International Buyouts: Emerging Markets By Way Of Europe

Includes: GE, HPQ, JNJ, MSFT
by: Investment U

By Jason Jenkins

European companies are selling at a discount. Well, at least that’s the sentiment in the United States and Asia. Bloomberg data shows that takeovers in Europe by foreign companies rose nearly 60 percent to $252 billion in 2011.

There’s a feeling that American and Asian companies seeking acquisitions in Europe may pick up the acquisition pace in 2012 after a second half slowdown this year. Companies including General Electric Co. (NYSE:GE), China’s HNA Group Co. and Japan’s Fast Retailing Co. (9983) have shown a strong interest in the region.

But Why?

It’s two-fold. On one hand, you have a beaten-up euro. On the other, share prices in the region have been decimated by the Eurozone’s sovereign debt crisis.

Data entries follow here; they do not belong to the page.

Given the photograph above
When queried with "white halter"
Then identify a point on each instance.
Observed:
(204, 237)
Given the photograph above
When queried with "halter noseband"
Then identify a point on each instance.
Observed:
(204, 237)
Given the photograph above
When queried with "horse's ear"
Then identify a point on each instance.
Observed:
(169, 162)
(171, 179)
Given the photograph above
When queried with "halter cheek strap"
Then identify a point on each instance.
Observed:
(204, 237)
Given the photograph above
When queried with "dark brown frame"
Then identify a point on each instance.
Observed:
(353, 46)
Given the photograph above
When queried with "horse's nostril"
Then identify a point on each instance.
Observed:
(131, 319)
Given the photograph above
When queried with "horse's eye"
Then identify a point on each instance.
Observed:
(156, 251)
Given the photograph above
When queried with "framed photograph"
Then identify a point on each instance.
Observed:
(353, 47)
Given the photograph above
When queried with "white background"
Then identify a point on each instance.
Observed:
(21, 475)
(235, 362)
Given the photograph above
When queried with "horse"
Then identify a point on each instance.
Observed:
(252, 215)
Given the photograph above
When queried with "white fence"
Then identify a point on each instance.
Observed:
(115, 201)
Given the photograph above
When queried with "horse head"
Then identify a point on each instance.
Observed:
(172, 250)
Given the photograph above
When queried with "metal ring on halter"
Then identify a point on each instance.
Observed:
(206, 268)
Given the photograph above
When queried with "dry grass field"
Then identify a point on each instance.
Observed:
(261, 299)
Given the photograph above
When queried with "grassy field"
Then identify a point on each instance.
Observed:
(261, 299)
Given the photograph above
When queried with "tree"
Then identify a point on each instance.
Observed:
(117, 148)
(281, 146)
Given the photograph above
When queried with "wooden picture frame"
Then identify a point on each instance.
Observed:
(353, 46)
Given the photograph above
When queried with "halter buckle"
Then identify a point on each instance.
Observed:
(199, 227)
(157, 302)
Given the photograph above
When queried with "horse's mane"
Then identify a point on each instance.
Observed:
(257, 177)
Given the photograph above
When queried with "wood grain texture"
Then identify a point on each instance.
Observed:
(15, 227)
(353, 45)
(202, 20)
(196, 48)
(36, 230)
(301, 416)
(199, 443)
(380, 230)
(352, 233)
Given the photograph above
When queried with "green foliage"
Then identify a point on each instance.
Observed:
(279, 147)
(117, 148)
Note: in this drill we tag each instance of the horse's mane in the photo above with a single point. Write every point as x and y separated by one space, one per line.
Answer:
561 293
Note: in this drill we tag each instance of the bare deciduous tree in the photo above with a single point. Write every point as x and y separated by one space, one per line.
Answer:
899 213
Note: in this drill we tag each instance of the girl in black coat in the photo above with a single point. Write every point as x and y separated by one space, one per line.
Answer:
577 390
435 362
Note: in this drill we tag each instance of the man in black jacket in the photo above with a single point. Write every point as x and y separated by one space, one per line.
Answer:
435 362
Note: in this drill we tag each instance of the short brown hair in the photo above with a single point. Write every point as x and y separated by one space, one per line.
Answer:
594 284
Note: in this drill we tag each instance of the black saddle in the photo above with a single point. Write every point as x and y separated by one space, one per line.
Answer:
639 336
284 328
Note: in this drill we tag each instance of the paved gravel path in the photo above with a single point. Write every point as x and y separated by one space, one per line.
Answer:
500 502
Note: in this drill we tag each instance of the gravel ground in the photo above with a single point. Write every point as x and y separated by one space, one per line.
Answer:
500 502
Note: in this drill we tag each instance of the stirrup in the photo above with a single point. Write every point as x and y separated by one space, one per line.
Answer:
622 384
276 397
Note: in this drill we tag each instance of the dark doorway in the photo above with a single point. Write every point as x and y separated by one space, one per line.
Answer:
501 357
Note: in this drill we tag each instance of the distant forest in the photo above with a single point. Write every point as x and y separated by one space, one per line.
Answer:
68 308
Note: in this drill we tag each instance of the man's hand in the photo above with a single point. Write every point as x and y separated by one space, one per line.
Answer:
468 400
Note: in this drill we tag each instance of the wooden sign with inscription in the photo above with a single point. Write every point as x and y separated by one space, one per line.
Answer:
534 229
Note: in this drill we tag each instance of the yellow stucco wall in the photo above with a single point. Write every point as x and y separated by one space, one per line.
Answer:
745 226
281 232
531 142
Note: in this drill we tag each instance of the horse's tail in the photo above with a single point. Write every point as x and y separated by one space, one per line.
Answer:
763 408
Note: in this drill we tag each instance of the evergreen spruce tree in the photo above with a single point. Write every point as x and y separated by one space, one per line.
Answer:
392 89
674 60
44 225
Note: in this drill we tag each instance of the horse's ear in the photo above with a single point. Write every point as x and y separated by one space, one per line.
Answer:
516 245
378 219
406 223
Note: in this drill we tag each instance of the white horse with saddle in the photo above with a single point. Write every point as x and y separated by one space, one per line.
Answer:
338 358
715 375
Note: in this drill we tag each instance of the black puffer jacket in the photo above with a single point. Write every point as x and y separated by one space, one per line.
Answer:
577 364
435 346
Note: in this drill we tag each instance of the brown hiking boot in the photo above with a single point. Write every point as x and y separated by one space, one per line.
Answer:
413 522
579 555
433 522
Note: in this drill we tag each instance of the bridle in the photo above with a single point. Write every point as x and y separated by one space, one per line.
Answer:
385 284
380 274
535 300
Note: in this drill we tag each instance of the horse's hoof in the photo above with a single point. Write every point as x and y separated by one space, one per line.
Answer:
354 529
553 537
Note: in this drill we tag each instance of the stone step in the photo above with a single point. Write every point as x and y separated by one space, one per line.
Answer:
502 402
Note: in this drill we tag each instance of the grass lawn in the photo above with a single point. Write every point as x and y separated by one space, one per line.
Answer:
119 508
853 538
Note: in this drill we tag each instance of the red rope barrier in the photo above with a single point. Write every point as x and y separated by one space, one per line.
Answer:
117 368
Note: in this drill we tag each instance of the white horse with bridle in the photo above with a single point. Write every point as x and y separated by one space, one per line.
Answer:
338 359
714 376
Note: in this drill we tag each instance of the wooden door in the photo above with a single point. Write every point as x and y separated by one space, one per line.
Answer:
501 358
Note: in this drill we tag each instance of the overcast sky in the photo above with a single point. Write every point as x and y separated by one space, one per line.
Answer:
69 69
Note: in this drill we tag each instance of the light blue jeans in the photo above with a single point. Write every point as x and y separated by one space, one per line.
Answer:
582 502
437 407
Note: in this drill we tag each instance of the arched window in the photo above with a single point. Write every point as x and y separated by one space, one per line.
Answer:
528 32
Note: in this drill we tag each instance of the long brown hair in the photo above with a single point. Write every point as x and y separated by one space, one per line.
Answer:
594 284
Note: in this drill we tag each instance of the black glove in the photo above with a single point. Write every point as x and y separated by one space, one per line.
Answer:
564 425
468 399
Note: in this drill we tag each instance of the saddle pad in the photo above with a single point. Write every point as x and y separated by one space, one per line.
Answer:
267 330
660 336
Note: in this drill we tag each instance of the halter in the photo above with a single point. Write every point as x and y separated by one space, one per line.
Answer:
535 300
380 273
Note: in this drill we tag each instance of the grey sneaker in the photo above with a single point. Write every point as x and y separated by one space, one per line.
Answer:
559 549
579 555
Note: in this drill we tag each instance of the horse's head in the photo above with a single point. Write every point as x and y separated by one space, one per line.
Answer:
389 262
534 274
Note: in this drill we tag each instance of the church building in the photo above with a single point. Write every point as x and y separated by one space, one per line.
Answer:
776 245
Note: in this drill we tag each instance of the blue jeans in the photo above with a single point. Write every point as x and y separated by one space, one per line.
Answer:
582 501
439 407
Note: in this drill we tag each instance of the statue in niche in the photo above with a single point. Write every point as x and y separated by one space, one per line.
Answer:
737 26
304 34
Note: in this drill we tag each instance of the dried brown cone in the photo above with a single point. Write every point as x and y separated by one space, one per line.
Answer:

According to Gregg Lemkau, head of mergers and acquisitions for Europe, the Middle East, Africa and Asia-Pacific at Goldman Sachs Group Inc., “There are well-positioned acquirers globally looking for bargains.” That’s even with all the economic turmoil that has been a recent burden on acquisitions. Lemkau went on to say, “One of the drivers in Europe has been historically low valuations and a relatively soft currency.”

Low Equity Valuations

The MSCI Europe Index is a free float-adjusted market capitalization weighted index that is designed to measure the equity market performance of the developed markets in Europe. The MSCI Europe Index consists of the following 16 developed market country indices: Austria, Belgium, Denmark, Finland, France, Germany, Greece, Ireland, Italy, the Netherlands, Norway, Portugal, Spain, Sweden, Switzerland and the United Kingdom. The Index is currently trading at 10.4 times reported earnings. That means that equities in the region are cheaper than they’ve been 98 percent of the time since 1995.

European Currency Issues

Since the sovereign debt crisis reared its ugly head about two years ago, the euro has fallen by about 13 percent against the dollar. A cheaper European currency makes a more favorable environment for U.S. buyers. On the other side of the world, the Japanese yen has gained about 10 percent over the last half of this year against a benchmark basket of currencies including the euro.

A Region Teetering on Collapse

No one wants access to Europe. However, they do want technology and the access to emerging markets that many European companies possess. Look at what acquisitions gave these companies:

  • Johnson & Johnson’s (NYSE:JNJ) planned purchase of Synthes will give it devices used to treat bone fractures and trauma. This deal would allow J&J, the world’s second-largest seller of health products, to be the leader in the $5.5-billion market for devices used to treat trauma victims.
  • Hewlett-Packard Co.’s (NYSE:HPQ) $10.3-billion takeover of the U.K.’s Autonomy Corp. gave it access to a data-sifting enterprise search technology helpful to cloud computing.
  • Microsoft Corp. (NASDAQ:MSFT), in buying Luxembourg-based Skype Technologies SA for $8.5 billion, absorbed the world’s biggest provider of internet telephone service.

Bloomberg data goes on to show that European companies have also tended to be more aggressive than their U.S. counterparts in expanding in markets like Africa and the Middle East. Since 2000, they have spent about $90 billion on deals in those regions since 2000, compared to about $50 billion by U.S. companies.